Es interesante ver cómo muchas de esas descalificaciones que menciona Santos han sido utilizadas también en contra de las mujeres, especialmente de las mujeres indígenas. El “pensamiento abismal” somete a la esterilización y anticoncepción forzada a aquellas mujeres consideradas “ignorantes” que no saben del espaciamiento de los hijos y de la sobrepoblación; tilda a las mujeres indígenas de “retrasadas” porque no saben castellano o inglés; las considera “inferiores” frente al hombre y a la mujer de la ciudad con estudios oficiales; reduce y “particulariza” sus problemas a meras políticas públicas que hablan de la “cuestión indígena” como algo aislado y no sistémico; considera a las mujeres demasiado reproductivas pero muy “improductivas” económicamente (Espericueta y de la Fuente 2020); etc. Es por ello por lo que en el feminismo comunitario encontramos una intención manifiesta de traspasar esa línea abismal que como un látigo ha azotado a sus cuerpos y a sus comunidades. Se vuelve entonces conveniente dejar atrás el paradigma de la línea y comenzar a hablar de otras figuras, como el círculo.

Al igual que muchas tradiciones antiguas, el feminismo comunitario concibe la temporalidad como circular. En ese círculo puede existir una “ecología de los saberes” (Santos 2010), pero además una ecología de la biosfera. Lo anterior implica reconocer otras temporalidades, incluso temporalidades no-humanas, como las de los animales y las plantas. Respetar la diversidad temporal conlleva, a su vez, asumir los procesos inherentes a esta. En consecuencia, es necesario tomar conciencia de que el tiempo es un elemento inseparable de la materia y por lo tanto debe ser defendido como un derecho natural. En este tenor, las feministas bolivianas (Paredes y Guzmán 2014, 98-9) señalan la importancia del autoconocimiento y la identificación de una especie de biorritmo; asimismo, abogan por la recuperación del tiempo con el objetivo de poder sembrar, cultivar, cuidar y cosechar nuestros cuerpos y nuestras comunidades.

 

4.4. La Memoria

La memoria podría ser considerada como una consecuencia de la defensa del tiempo arriba enunciada. Como veremos, recuperar el pasado llega a ser aquí una consigna, no solo política o epistemológica, sino también ecológica.
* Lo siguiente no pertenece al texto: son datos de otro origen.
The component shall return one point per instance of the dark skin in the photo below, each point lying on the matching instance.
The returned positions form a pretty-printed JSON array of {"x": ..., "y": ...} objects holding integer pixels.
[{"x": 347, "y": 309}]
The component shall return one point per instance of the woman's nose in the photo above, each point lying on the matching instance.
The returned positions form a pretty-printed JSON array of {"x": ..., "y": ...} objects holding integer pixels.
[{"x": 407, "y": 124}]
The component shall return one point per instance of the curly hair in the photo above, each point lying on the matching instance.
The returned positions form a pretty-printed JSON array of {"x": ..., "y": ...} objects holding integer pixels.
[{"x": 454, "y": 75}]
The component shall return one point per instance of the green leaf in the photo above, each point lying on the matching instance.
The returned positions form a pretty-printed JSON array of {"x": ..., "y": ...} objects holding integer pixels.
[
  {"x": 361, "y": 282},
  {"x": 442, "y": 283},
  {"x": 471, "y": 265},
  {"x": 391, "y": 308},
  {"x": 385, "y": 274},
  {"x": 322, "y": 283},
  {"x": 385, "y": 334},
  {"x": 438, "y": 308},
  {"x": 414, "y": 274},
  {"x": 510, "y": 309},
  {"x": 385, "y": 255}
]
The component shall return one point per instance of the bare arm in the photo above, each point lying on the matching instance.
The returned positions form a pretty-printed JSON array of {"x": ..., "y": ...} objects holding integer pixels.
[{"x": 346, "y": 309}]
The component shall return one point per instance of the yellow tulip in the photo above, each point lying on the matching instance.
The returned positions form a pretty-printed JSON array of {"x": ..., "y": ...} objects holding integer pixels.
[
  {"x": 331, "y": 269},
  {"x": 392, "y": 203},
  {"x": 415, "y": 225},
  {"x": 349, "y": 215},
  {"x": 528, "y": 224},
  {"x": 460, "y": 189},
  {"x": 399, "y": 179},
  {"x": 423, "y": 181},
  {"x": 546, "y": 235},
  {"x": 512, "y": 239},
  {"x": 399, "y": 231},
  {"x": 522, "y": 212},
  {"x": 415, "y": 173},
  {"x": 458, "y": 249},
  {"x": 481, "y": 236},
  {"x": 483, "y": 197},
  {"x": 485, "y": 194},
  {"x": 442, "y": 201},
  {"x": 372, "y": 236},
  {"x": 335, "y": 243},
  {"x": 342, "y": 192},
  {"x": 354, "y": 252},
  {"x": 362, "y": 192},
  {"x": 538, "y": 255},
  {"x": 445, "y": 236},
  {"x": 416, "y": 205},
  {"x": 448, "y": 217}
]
Las feministas comunitarias aseveran que no es suficiente con descolonizar el pasado y recobrar la “memoria larga” enunciada desde el indigenismo ya que, utilizando la categoría de “victimización histórica situada”, es posible visibilizar el pasado patriarcal existente en las comunidades originarias. Es decir, su objetivo, además de la descolonización del pasado, es su despatriarcalización. Frente a una genealogía dirigida por las directrices patrilineales, las feministas comunitarias hablan de una “femealogía” (Cabnal 2010, 24).

Hacer femealogía consiste en visibilizar la historia de las mujeres, rescatar sus saberes, redimir sus experiencias, reanudar sus luchas, así como reconocer sus aciertos y errores. La femealogía intenta unir las vivencias de las mujeres, no como una mera serie de anécdotas aisladas, sino como unas raíces que nutren al árbol de las luchas feministas actuales, representadas en diversas ramificaciones.

Las feministas comunitarias de Guatemala, haciendo femealogía con las abuelas de la comunidad, se han dado a la tarea de recuperar poco a poco la lengua xinca, la cual había sido desplazada casi por completo por el castellano. De igual modo, buscando acabar con la hambruna imperante en su región y utilizando técnicas agroecológicas, han rescatado algunas semillas que estaban en peligro de extinción (Cabnal 2015).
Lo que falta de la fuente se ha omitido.